Over 130 countries have assigned cabinet-level tourism officials or created some form of government-sponsored tourism office. These nations have recognized the essential need for organization and promotion of their countries as travel destinations as they compete for the global tourist market. If we are to effectively compete, the creation of a Presidential Advisory Council is imperative to both cultivate policy development within the federal government as well as to measure tourism policy success.
Yet another factor that will assist the recovery of the travel and tourism industry is the strengthening of the American workforce. President Bush signed legislation reauthorizing the work opportunity tax credit (WOTC) through December 31, 2003 and in doing so continues to help employers provide work for unskilled and disadvantaged workers. As the WOTC gives employers a federal income tax credit of up to $2,400 for each WOTC-eligible employee they hire, approximately one-fourth of the restaurants in the United States are reaping the benefit of the tax credit while providing jobs for needy employees.
Another means of encouraging travel within the United States would be passage of legislation in the 108th Congress that would fully restore the business meal and entertainment tax deduction. In the Omnibus Budget Reconciliation Act of 1993, the allowable deduction for business meals and entertainment expenses was reduced to 50 percent. The reduction of this tax deduction has negatively affected the restaurant and entertainment industries and has been particularly punitive to the small business community. Research completed in 1998 by some members of the Travel Business Roundtable showed that one-fifth of business meal users were self-employed with more than two-thirds of business meal users having incomes of less than $60,000 and 37% having incomes below $40,000. As such, to assist small business owners as well as boost the travel and tourism economic industry, the Chamber supports an increase in the level of deductibility of business meals and entertainment expenses.
The U.S. Chamber of Commerce remains committed to working with all sectors of the travel and tourism industry in an effort to revitalize the industry as a whole.

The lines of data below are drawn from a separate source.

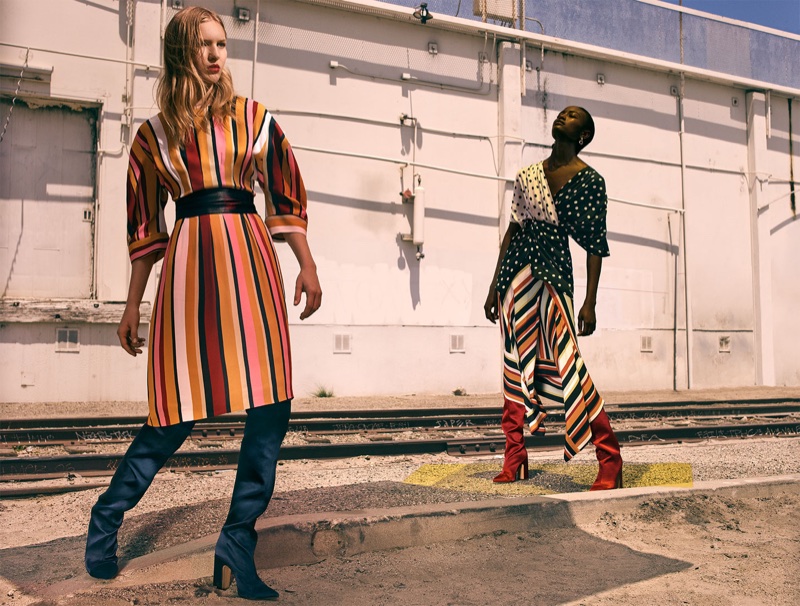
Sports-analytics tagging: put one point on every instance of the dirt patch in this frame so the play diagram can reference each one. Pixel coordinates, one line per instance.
(696, 550)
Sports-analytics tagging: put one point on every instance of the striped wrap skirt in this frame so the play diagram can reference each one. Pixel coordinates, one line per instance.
(542, 363)
(219, 333)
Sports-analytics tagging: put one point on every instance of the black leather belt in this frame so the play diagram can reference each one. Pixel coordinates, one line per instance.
(219, 200)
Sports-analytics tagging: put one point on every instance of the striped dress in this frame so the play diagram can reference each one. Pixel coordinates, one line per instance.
(542, 362)
(219, 339)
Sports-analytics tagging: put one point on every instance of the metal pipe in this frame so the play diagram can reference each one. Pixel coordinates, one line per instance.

We will continue working with the industry, Congress and the administration until we are once again the number one global travel destination.
The U.S. Chamber of Commerce would like to thank the Subcommittee for focusing attention on the economic impact of the travel and tourism industry to the United States. We appreciate the Subcommittee's review of our recommendations for re-igniting travel and tourism in the U.S. We look forward to working with the Subcommittee as it continues to examine issues related to the growth of the industry and considers policy to stimulate the revival of travel and tourism.